Но если прогресс все равно неумолимо прокладывает себе дорогу, стоит ли ради этого терпеть лишения, подвергаться унижениям, жертвовать жизнью? Для Чарльстона именно этот вопрос имеет решающее значение. Прошел месяц с того дня, как он отказался следовать за Стритером. Что с ним теперь? И летчик снова появляется на сцене, теперь уже в воображении Чарльстона. Стритер погиб: при встрече с японским бомбардировщиком его стрелок, китаец, оказался недостаточно расторопным. Если бы на месте этого стрелка был Чарльстон, Стритер остался бы жив. Здесь уже, собственно, дается ответ на вопрос о личной позиции человека. Конечно, история идет своим чередом, но чтобы решить задачу, надо ее решать. Если бы доктор Курц не бросил своих экспериментов, человечество получило бы обезболивающие средства на несколько лет раньше. И мисс Керби не должна была складывать оружие.

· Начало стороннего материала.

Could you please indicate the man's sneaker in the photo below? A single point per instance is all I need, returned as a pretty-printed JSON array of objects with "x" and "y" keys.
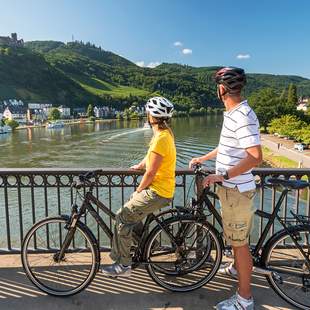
[
  {"x": 236, "y": 302},
  {"x": 116, "y": 270},
  {"x": 228, "y": 270}
]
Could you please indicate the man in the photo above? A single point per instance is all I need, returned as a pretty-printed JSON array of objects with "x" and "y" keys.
[{"x": 238, "y": 152}]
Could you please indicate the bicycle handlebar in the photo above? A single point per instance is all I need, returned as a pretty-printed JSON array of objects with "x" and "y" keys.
[{"x": 199, "y": 171}]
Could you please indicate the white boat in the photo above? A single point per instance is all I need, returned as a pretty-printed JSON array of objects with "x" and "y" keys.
[
  {"x": 5, "y": 129},
  {"x": 57, "y": 124},
  {"x": 147, "y": 125}
]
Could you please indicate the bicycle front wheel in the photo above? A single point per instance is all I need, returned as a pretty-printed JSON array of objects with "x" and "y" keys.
[
  {"x": 53, "y": 275},
  {"x": 183, "y": 254},
  {"x": 290, "y": 276}
]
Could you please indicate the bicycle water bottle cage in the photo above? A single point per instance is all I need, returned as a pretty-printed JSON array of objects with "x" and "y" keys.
[{"x": 306, "y": 283}]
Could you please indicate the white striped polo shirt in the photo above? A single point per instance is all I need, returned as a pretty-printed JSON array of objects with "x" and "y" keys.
[{"x": 240, "y": 131}]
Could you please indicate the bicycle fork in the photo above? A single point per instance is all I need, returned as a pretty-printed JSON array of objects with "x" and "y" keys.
[{"x": 71, "y": 226}]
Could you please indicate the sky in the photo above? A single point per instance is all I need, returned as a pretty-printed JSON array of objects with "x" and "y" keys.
[{"x": 265, "y": 36}]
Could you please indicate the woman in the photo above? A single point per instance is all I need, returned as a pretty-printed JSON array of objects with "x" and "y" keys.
[{"x": 155, "y": 190}]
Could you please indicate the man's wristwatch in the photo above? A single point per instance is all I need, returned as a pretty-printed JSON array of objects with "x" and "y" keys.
[{"x": 223, "y": 172}]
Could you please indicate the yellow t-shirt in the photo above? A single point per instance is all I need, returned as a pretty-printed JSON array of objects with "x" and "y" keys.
[{"x": 164, "y": 181}]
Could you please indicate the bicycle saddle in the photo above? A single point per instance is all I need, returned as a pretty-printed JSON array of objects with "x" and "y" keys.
[{"x": 293, "y": 184}]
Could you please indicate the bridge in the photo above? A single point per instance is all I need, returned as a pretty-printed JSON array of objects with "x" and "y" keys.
[{"x": 28, "y": 195}]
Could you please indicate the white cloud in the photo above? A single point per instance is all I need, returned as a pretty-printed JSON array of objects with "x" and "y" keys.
[
  {"x": 187, "y": 51},
  {"x": 140, "y": 63},
  {"x": 178, "y": 43},
  {"x": 243, "y": 56},
  {"x": 153, "y": 64}
]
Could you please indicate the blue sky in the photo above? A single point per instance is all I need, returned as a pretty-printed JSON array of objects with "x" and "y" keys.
[{"x": 265, "y": 36}]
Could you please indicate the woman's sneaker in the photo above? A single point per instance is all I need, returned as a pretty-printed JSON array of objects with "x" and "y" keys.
[
  {"x": 236, "y": 302},
  {"x": 228, "y": 270},
  {"x": 116, "y": 270}
]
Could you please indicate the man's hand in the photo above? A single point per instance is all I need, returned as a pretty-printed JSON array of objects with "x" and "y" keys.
[
  {"x": 195, "y": 160},
  {"x": 211, "y": 179}
]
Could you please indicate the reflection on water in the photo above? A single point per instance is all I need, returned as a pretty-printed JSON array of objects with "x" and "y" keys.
[
  {"x": 117, "y": 144},
  {"x": 103, "y": 144}
]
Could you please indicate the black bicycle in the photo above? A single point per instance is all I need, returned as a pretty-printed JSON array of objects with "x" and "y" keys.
[
  {"x": 61, "y": 256},
  {"x": 285, "y": 257}
]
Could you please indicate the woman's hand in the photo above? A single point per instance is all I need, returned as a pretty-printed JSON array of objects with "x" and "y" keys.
[
  {"x": 137, "y": 167},
  {"x": 195, "y": 160}
]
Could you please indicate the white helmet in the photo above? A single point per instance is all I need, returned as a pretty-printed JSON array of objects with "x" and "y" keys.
[{"x": 159, "y": 107}]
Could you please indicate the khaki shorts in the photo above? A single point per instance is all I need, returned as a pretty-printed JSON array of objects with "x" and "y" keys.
[{"x": 237, "y": 213}]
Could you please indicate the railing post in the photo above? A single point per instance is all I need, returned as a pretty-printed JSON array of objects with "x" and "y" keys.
[{"x": 200, "y": 237}]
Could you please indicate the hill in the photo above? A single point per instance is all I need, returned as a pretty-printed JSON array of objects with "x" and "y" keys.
[{"x": 76, "y": 74}]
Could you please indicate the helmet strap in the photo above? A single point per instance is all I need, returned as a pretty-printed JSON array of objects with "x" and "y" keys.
[{"x": 219, "y": 93}]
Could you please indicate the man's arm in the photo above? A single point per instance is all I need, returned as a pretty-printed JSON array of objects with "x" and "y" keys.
[
  {"x": 254, "y": 157},
  {"x": 201, "y": 159}
]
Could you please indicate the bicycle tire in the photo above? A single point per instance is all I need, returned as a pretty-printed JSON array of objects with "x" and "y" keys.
[
  {"x": 36, "y": 276},
  {"x": 275, "y": 258},
  {"x": 195, "y": 277}
]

В белой рубашке без галстука, с небольшим чемоданом в руках Чарльстон покидает сцену. Так уходят на призывной пункт. И эта ассоциация не случайна. На календаре — 1 сентября 1939 года. На Скале грома уже известно, что гитлеровские танки перешли польскую границу; дальнейший путь Чарльстона лежит через поля сражений с фашизмом.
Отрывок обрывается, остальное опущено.